Thursday, January 18

The Great Capitalist Peace has come and gone

Last week while I was working on the Capitalism vs Democracy essays, I received an email from a reader, Dr. Ernie, who mentioned the "great capitalist peace" policy promoted by Messrs. Anatol Lieven and John Hulsman in their book, Ethical Realism.

As I've stated before on this blog, I have not read the book. But if Dr. Ernie has correctly interpreted the relevant passages, it seems that Lieven and his buddy are proposing that US foreign policy ditch the democracy doctrine and replace it with a capitalist doctrine.

Evidentially they argue that (somehow) this would bring about a "Great Capitalist Peace," as the authors call it, in which American hegemony would be eclipsed by the sheer success of nations the world over. That happy state of affairs would then somehow result in homegrown democracies in nations that had previously resisted democracy.

In other words, if Kim Jong-il's government could only become as rich and powerful as the US one, democracy would bloom in North Korea.

I can't even dismiss that attempt to eclipse the democracy doctrine as a college try because I assume college students interested in the topic know about the infamous Washington Consensus.

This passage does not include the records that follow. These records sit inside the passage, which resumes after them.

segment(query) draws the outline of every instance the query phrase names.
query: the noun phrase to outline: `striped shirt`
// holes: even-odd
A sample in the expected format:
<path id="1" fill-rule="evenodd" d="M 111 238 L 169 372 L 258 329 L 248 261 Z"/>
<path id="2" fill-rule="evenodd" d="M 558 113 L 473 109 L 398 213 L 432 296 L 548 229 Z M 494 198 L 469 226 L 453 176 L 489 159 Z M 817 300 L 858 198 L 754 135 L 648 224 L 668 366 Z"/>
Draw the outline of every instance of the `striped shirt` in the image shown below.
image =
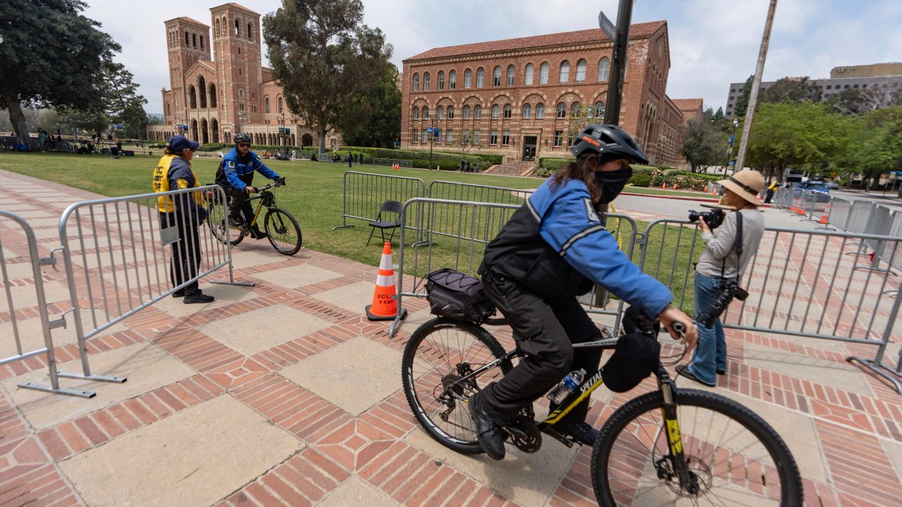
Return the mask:
<path id="1" fill-rule="evenodd" d="M 723 224 L 715 229 L 715 234 L 703 233 L 702 241 L 706 248 L 698 259 L 695 271 L 704 276 L 720 277 L 723 270 L 724 278 L 736 278 L 745 273 L 749 261 L 758 252 L 758 244 L 764 235 L 764 216 L 758 209 L 743 209 L 742 214 L 742 256 L 738 258 L 733 244 L 736 241 L 736 212 L 727 215 Z"/>

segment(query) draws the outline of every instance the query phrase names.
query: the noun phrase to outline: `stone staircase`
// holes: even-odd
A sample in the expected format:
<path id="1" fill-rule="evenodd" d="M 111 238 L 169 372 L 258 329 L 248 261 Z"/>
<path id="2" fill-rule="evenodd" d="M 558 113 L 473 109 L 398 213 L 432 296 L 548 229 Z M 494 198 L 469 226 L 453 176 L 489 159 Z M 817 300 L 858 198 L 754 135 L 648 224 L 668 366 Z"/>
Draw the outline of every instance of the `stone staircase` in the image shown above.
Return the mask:
<path id="1" fill-rule="evenodd" d="M 529 176 L 536 169 L 537 161 L 516 161 L 500 163 L 486 169 L 484 174 L 502 174 L 506 176 Z"/>

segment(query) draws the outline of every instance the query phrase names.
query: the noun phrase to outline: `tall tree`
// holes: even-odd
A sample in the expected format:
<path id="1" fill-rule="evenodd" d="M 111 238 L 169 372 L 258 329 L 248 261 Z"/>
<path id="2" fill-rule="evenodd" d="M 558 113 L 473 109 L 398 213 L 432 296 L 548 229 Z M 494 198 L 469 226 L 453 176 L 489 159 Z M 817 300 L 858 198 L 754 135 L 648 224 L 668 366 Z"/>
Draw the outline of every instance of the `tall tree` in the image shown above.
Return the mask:
<path id="1" fill-rule="evenodd" d="M 27 22 L 4 30 L 0 44 L 0 107 L 17 136 L 28 141 L 23 106 L 100 107 L 104 62 L 120 51 L 100 23 L 81 14 L 80 0 L 4 0 L 0 20 Z"/>
<path id="2" fill-rule="evenodd" d="M 282 0 L 263 17 L 272 78 L 289 109 L 317 129 L 320 152 L 328 132 L 358 115 L 354 98 L 377 88 L 391 65 L 391 45 L 363 22 L 360 0 Z"/>
<path id="3" fill-rule="evenodd" d="M 709 109 L 710 111 L 710 109 Z M 692 118 L 683 129 L 683 146 L 680 154 L 689 162 L 692 171 L 696 172 L 703 165 L 713 165 L 723 161 L 726 156 L 726 143 L 721 133 L 711 124 L 710 115 Z"/>
<path id="4" fill-rule="evenodd" d="M 393 146 L 400 139 L 400 98 L 398 69 L 390 64 L 379 86 L 353 97 L 351 111 L 342 115 L 338 129 L 345 142 L 351 146 Z"/>
<path id="5" fill-rule="evenodd" d="M 770 85 L 761 102 L 818 102 L 821 100 L 821 87 L 812 84 L 808 77 L 781 78 Z M 757 109 L 756 109 L 757 111 Z"/>

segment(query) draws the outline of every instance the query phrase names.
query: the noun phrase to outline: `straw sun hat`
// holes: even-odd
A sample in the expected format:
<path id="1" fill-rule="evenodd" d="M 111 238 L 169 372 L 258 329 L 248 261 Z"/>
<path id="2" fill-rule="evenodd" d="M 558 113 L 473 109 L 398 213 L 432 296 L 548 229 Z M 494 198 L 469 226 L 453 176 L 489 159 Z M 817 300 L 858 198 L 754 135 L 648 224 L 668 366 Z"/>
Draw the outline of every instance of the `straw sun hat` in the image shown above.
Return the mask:
<path id="1" fill-rule="evenodd" d="M 758 198 L 756 196 L 764 189 L 764 176 L 755 170 L 743 169 L 728 180 L 721 180 L 718 183 L 757 206 Z"/>

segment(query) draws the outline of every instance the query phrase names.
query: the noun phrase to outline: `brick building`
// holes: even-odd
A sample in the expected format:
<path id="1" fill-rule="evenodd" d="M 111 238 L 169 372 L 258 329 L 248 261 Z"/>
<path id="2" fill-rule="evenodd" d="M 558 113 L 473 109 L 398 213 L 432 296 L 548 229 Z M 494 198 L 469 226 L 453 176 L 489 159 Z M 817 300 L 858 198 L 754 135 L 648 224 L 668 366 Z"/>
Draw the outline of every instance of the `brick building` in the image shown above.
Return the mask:
<path id="1" fill-rule="evenodd" d="M 570 134 L 601 123 L 612 42 L 600 29 L 431 49 L 403 61 L 401 146 L 450 150 L 509 161 L 569 156 Z M 654 164 L 683 165 L 683 111 L 665 94 L 670 69 L 667 24 L 633 24 L 621 125 Z"/>
<path id="2" fill-rule="evenodd" d="M 260 14 L 230 3 L 211 8 L 210 18 L 212 38 L 209 25 L 191 18 L 165 23 L 170 86 L 161 92 L 163 123 L 148 125 L 148 138 L 180 133 L 201 143 L 231 143 L 246 132 L 257 144 L 317 145 L 319 135 L 288 110 L 262 64 Z M 280 127 L 290 134 L 281 136 Z M 327 134 L 327 148 L 340 145 L 340 135 Z"/>

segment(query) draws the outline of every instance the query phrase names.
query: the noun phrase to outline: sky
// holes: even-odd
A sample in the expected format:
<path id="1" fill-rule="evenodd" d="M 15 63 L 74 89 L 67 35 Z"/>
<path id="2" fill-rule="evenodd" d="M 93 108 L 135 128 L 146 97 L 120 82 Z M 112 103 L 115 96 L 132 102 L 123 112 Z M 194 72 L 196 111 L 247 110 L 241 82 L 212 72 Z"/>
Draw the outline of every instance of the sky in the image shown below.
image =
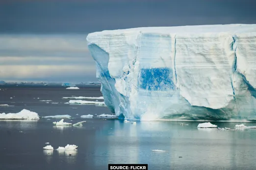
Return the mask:
<path id="1" fill-rule="evenodd" d="M 97 81 L 89 33 L 256 23 L 254 0 L 0 0 L 0 80 Z"/>

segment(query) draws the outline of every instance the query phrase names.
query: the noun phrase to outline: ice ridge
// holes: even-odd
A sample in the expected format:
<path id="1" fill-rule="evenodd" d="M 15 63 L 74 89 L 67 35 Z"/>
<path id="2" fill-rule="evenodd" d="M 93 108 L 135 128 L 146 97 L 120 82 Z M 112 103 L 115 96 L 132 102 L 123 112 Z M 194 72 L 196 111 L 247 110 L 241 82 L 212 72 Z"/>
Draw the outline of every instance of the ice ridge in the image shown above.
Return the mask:
<path id="1" fill-rule="evenodd" d="M 256 24 L 103 31 L 87 40 L 105 104 L 120 119 L 256 119 Z"/>

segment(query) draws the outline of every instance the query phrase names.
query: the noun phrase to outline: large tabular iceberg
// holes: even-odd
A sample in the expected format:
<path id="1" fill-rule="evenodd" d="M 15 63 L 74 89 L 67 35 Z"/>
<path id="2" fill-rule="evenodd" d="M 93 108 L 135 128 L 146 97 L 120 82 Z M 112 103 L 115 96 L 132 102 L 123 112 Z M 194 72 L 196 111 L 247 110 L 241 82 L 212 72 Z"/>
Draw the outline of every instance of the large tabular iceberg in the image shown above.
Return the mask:
<path id="1" fill-rule="evenodd" d="M 256 24 L 89 34 L 105 104 L 127 119 L 256 120 Z"/>

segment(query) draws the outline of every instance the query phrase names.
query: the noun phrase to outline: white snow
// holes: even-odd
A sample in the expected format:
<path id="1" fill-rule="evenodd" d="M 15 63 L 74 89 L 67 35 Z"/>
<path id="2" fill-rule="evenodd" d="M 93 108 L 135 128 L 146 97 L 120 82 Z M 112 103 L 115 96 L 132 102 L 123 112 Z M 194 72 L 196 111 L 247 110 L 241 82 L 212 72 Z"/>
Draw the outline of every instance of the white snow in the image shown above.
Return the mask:
<path id="1" fill-rule="evenodd" d="M 64 114 L 64 115 L 54 115 L 54 116 L 47 116 L 43 117 L 43 118 L 49 119 L 70 119 L 71 118 L 71 116 L 70 116 L 68 114 Z"/>
<path id="2" fill-rule="evenodd" d="M 217 128 L 217 126 L 213 125 L 210 122 L 205 122 L 202 124 L 199 124 L 197 126 L 198 128 Z"/>
<path id="3" fill-rule="evenodd" d="M 248 84 L 256 88 L 256 24 L 106 30 L 87 40 L 104 103 L 117 116 L 255 117 Z"/>
<path id="4" fill-rule="evenodd" d="M 87 101 L 86 100 L 70 100 L 70 104 L 105 105 L 104 102 Z"/>
<path id="5" fill-rule="evenodd" d="M 100 115 L 98 115 L 97 117 L 116 117 L 116 115 L 113 114 L 102 114 Z"/>
<path id="6" fill-rule="evenodd" d="M 64 122 L 64 119 L 62 119 L 61 120 L 60 120 L 59 122 L 53 122 L 52 123 L 53 124 L 54 124 L 56 126 L 69 126 L 69 125 L 72 125 L 72 124 L 71 123 L 67 123 L 67 122 Z"/>
<path id="7" fill-rule="evenodd" d="M 77 150 L 77 148 L 78 147 L 75 145 L 67 145 L 65 147 L 59 147 L 56 150 Z"/>
<path id="8" fill-rule="evenodd" d="M 63 99 L 103 99 L 103 96 L 102 97 L 63 97 Z"/>
<path id="9" fill-rule="evenodd" d="M 94 117 L 93 115 L 91 114 L 87 114 L 87 115 L 82 115 L 81 116 L 81 118 L 91 118 Z"/>
<path id="10" fill-rule="evenodd" d="M 154 150 L 152 150 L 152 151 L 153 152 L 167 152 L 167 151 L 166 150 L 159 150 L 159 149 L 154 149 Z"/>
<path id="11" fill-rule="evenodd" d="M 39 116 L 36 112 L 24 109 L 17 113 L 0 113 L 0 119 L 39 120 Z"/>
<path id="12" fill-rule="evenodd" d="M 46 150 L 53 150 L 53 147 L 51 145 L 47 145 L 46 147 L 43 148 Z"/>
<path id="13" fill-rule="evenodd" d="M 84 122 L 86 122 L 86 121 L 81 121 L 81 122 L 77 122 L 77 123 L 76 124 L 75 124 L 73 125 L 73 126 L 74 127 L 76 127 L 76 126 L 83 126 L 83 123 L 84 123 Z"/>
<path id="14" fill-rule="evenodd" d="M 66 88 L 66 89 L 78 89 L 79 88 L 78 87 L 69 87 Z"/>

A wag noted that there never was a Washington consensus because economists disagreed on how to pull Latin America out of economic ruin. However, the Washington Consensus was overwhelmingly a laundry list of capitalist-oriented measures that were implemented with greater or lesser success in Latin America in the late 80s and the 90s. And they had applications outside Latin America and strongly colored US foreign policy in the 1990s and the runup to 9/11.

It was the list of measures that transformed the antiglobalist movement from a bunch of granola eaters and union bosses to where it is today, with ties to terrorist organizations and the clear-cut agenda of destroying the power of the United States of America. Indeed, the economist who coined the term "Washington Consensus" once noted that the antiglobalists couldn't even hear the term without "foaming at the mouth." He was barely exaggerating.

I don't know where Hulsman spent the 1990s, but I think Lieven is too sophisticated to have seriously proposed returning to September 10, 2001 and trying to pretend that the next day never happened, so I have no idea what he's up to in that book.

The world we knew on September 10 is gone, forever; it's gone because it was built on willful blindness. Many policy analysts in Washington and Brussels really believed at the time that globalization and its pro-free market orientation had already ushered in a great capitalist peace. And they took a patronizing attitude to the antiglobalist movement.

Again, I haven't read the book, but if the quotes Dr. Ernie sent me are indication, there have been more sophisticated attempts to get rid of the democracy doctrine, which is anathema to transnational corporations, antiglobalists, terrorists, state sponsors of terror, military dictatorships, and transnational crime syndicates.

The big question is whether the doctrine is still anathema to Brussels. Up until very recently I would have said yes. But in December a British analyst appearing on Fox Cable said bluntly that the new view in Europe is that immigrants assimilate or get out. He was speaking specifically of the Muslim immigrants, but the point is that Brussels might be looking at the democracy doctrine in a different light now that Europeans are getting their head screwed on straight.

If that is the case, the Eurocrats -- formerly the US Democrat Party -- will have to retrench because they follow the Brussels party line. I don't know where that would leave Mr Lieven.

"The business of America is business," it's said. But the foremost business of the US federal government is to defend America. US foreign policy needs to get its head out of economics books.